Katrin Hugendubel, advocacy director of ILGA-Europe told reporters in Brussels on Monday that the rise in violence is not only happening in “a few bad countries”, or regions, but across the continent.
Hate speech against anti-LGBTI people by politicians was reported in 24 countries — including Austria, Belgium, Finland, Denmark, the Netherlands.
“Hate speech in all its forms translates into actual physical violence,” ILGA-Europe’s executive director Evelyne Paradis warned.
Anti-LGBTI hate crime is increasing in France, Germany, Hungary, Iceland, Ireland, Montenegro, the Netherlands, Portugal, Romania, Russia, Serbia, Spain, Switzerland, Turkey, Ukraine and the UK, according to the report.
“Antipathy for LGBTI people has been driven, and then exploited, for political gain,” according to ILGA-Europe, an umbrella organisation of over 600 organisations from 54 countries in Europe and central Asia.
The report identified education is a “growing battleground” in the resistance to LGBTI people and rights.

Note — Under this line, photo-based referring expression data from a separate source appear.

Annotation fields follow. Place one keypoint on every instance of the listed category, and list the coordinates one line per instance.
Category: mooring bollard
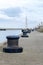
(13, 45)
(24, 33)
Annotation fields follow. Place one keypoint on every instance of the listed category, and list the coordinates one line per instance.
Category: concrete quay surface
(32, 51)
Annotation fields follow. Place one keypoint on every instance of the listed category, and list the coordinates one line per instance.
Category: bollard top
(13, 37)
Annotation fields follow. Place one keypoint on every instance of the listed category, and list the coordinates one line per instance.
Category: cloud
(12, 12)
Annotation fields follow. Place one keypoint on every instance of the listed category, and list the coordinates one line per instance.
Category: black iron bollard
(12, 45)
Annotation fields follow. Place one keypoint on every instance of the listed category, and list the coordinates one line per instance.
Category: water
(3, 34)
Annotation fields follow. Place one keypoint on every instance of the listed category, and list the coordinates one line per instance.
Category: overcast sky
(14, 12)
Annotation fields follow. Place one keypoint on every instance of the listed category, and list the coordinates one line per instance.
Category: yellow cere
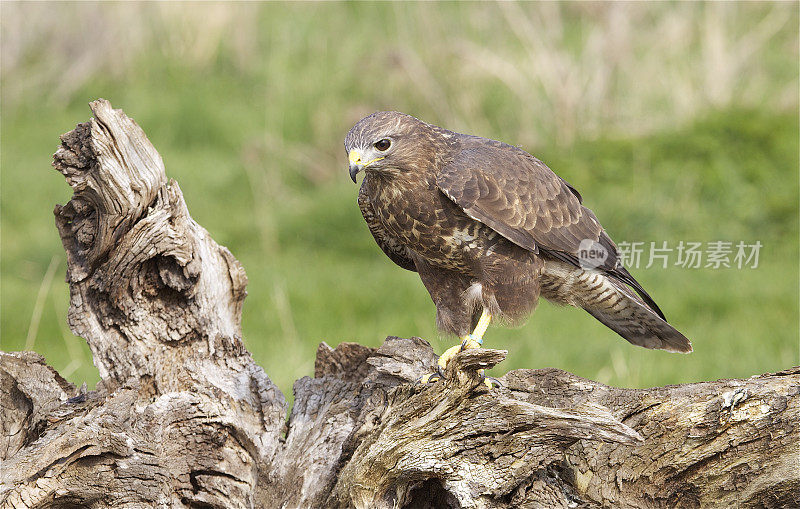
(355, 158)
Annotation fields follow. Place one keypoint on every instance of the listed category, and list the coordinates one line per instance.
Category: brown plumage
(488, 226)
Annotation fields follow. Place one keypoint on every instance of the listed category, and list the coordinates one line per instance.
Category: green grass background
(677, 122)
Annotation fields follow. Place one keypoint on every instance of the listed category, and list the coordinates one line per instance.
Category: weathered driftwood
(184, 417)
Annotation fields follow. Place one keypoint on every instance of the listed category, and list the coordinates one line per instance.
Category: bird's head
(387, 142)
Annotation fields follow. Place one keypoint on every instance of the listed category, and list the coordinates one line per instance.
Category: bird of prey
(489, 228)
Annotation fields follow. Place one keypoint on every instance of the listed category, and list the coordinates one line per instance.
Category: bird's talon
(430, 378)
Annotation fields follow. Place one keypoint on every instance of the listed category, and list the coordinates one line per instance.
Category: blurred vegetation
(675, 121)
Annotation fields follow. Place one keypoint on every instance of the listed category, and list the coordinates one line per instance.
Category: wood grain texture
(183, 417)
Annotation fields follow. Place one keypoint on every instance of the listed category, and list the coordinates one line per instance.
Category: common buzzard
(489, 228)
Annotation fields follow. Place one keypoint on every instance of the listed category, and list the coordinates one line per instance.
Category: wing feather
(520, 198)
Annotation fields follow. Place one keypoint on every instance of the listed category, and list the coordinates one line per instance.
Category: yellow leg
(474, 340)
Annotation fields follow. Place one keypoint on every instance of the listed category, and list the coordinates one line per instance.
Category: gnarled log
(182, 415)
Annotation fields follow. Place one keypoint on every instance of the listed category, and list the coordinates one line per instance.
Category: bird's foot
(489, 381)
(467, 343)
(430, 378)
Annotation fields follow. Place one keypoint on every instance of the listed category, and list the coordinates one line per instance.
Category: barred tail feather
(613, 303)
(624, 312)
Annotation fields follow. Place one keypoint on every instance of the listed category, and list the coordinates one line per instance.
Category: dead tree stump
(183, 417)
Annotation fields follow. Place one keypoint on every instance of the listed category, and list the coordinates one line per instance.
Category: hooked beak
(355, 164)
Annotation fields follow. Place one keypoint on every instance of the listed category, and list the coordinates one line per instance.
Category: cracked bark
(183, 417)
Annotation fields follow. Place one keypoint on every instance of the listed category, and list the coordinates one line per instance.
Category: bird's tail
(626, 313)
(615, 304)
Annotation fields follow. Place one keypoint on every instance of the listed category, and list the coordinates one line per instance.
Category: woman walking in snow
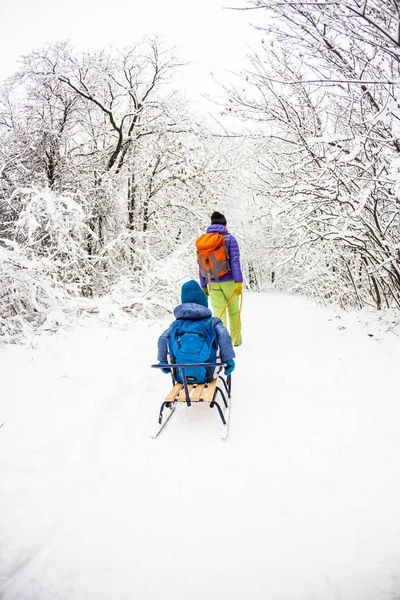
(231, 283)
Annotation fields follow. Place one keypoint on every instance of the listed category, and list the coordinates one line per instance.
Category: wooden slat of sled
(182, 395)
(209, 393)
(195, 397)
(173, 393)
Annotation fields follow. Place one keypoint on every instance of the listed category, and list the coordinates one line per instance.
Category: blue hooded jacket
(235, 274)
(194, 307)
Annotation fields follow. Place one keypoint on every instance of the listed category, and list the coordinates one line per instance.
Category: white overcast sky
(211, 37)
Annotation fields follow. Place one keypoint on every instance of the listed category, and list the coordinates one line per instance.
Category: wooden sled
(197, 392)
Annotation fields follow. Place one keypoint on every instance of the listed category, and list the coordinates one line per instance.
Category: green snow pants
(219, 295)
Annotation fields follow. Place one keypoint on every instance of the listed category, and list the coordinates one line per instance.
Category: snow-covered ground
(300, 503)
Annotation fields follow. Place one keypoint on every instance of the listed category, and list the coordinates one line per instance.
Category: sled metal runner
(189, 393)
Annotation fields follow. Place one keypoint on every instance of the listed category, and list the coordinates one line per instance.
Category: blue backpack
(193, 342)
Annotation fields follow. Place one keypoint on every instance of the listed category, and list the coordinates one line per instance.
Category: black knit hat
(217, 219)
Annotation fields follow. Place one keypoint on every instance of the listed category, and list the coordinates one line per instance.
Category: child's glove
(230, 365)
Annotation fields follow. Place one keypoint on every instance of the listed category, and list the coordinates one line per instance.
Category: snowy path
(300, 503)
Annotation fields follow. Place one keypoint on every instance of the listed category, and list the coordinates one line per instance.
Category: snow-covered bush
(26, 294)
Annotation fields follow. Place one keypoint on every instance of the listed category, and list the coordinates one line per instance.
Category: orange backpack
(212, 256)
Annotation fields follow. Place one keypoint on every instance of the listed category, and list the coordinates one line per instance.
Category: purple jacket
(232, 247)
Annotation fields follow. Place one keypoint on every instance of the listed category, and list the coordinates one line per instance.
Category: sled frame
(197, 392)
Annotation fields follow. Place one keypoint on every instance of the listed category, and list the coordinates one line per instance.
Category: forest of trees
(107, 176)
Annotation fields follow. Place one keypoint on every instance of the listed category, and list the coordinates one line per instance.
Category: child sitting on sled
(195, 337)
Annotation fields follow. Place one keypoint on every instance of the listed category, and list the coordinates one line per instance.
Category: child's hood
(192, 311)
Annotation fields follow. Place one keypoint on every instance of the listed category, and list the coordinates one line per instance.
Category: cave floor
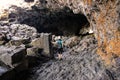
(81, 65)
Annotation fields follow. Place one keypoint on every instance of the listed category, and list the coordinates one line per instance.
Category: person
(59, 47)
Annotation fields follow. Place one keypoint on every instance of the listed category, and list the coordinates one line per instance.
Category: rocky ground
(79, 63)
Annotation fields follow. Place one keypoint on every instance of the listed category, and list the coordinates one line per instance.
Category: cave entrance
(60, 22)
(64, 23)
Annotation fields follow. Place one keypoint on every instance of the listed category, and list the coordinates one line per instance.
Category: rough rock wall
(104, 18)
(103, 15)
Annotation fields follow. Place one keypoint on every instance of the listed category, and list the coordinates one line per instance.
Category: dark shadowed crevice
(62, 22)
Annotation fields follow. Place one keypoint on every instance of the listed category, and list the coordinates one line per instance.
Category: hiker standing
(59, 47)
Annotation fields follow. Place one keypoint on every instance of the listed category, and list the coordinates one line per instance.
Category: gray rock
(12, 55)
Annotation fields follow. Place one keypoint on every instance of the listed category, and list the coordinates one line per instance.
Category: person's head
(59, 37)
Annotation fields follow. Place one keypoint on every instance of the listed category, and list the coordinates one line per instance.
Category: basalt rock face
(104, 18)
(57, 16)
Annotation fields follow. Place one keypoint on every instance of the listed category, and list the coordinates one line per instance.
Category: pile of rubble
(17, 43)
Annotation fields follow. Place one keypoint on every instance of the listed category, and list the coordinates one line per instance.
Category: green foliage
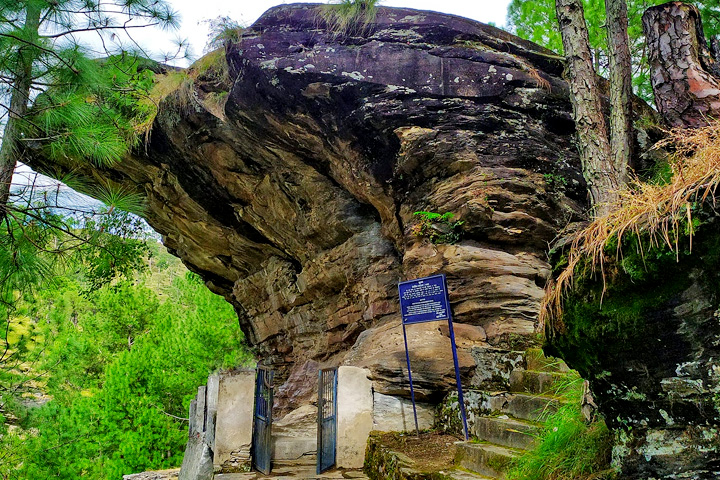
(556, 183)
(92, 115)
(349, 17)
(568, 448)
(535, 20)
(437, 227)
(640, 281)
(223, 31)
(120, 364)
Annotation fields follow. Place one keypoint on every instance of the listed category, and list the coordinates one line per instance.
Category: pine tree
(40, 50)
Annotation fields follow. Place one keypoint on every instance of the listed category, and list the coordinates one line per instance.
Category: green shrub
(437, 227)
(349, 17)
(569, 448)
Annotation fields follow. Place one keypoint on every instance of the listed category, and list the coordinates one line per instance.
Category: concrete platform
(296, 470)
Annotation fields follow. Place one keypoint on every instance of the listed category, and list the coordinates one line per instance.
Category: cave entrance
(262, 420)
(327, 419)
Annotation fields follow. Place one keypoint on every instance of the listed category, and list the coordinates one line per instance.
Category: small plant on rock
(437, 227)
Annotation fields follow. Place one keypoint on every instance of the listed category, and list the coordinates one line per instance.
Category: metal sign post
(426, 300)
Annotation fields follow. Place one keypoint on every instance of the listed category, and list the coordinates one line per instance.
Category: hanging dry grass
(655, 213)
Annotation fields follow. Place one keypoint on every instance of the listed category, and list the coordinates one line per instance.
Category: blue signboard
(424, 300)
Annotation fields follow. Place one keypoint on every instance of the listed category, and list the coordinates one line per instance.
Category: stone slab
(233, 424)
(354, 416)
(197, 461)
(395, 414)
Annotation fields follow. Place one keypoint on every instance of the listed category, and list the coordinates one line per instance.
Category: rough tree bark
(684, 75)
(621, 133)
(603, 179)
(19, 100)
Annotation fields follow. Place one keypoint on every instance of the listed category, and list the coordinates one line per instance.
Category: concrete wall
(233, 420)
(354, 416)
(394, 414)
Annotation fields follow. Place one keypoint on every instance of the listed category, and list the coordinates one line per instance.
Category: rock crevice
(295, 198)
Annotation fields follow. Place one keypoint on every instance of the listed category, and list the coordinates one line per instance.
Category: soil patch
(431, 452)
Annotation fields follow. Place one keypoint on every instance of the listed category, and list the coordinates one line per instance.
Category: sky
(194, 15)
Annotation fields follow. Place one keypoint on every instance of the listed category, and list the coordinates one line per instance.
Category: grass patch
(163, 86)
(346, 18)
(654, 216)
(569, 448)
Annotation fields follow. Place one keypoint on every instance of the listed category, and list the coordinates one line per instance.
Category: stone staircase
(515, 417)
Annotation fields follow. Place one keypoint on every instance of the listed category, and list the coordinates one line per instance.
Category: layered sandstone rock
(294, 196)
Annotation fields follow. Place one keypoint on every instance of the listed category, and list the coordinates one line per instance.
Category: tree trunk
(621, 133)
(19, 100)
(600, 174)
(682, 71)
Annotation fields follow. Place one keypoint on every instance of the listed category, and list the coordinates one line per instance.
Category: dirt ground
(431, 452)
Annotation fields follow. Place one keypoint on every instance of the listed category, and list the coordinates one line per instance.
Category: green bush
(569, 448)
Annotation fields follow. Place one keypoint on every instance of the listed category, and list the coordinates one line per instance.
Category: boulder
(295, 198)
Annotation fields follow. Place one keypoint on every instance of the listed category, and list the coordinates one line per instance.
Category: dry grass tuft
(212, 65)
(656, 213)
(539, 80)
(164, 86)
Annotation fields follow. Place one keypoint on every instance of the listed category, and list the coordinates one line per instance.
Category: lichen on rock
(293, 196)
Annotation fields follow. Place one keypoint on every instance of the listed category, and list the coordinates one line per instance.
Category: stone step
(531, 381)
(464, 475)
(507, 432)
(536, 360)
(292, 448)
(535, 408)
(484, 458)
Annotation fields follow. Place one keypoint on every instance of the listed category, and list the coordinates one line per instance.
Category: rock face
(294, 197)
(651, 350)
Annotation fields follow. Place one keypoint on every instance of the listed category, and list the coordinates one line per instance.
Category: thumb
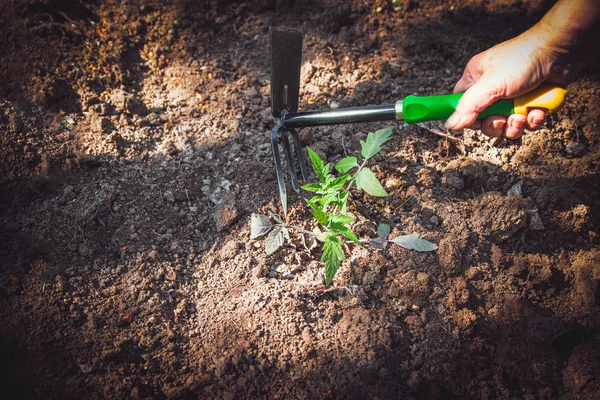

Rightwing Italian premier, Giorgia Meloni has advocated for a ban on sex education in schools and the exclusion of LGBTI people in children’s books.
On the upside, the report finds growing support among societies for LGBTI people.
For instance, in Hungary, despite efforts to use anti-LGBTI sentiment by prime minister Viktor Orbán’s government, most Hungarians do not consider “homosexual propaganda” an important issue.
Citing some positive trends, the report notes that Cyprus, Ireland and Lithuania lifted of the prohibition on men who have sex with men from donating blood.
Advocates pointed to the need for better leadership that could withstand the rising violence against LGBTI people.
“Our leaders need to find ways to proactively fight the rise of hate speech, rather than finding themselves in the position of reacting to its consequences,” Paradis said.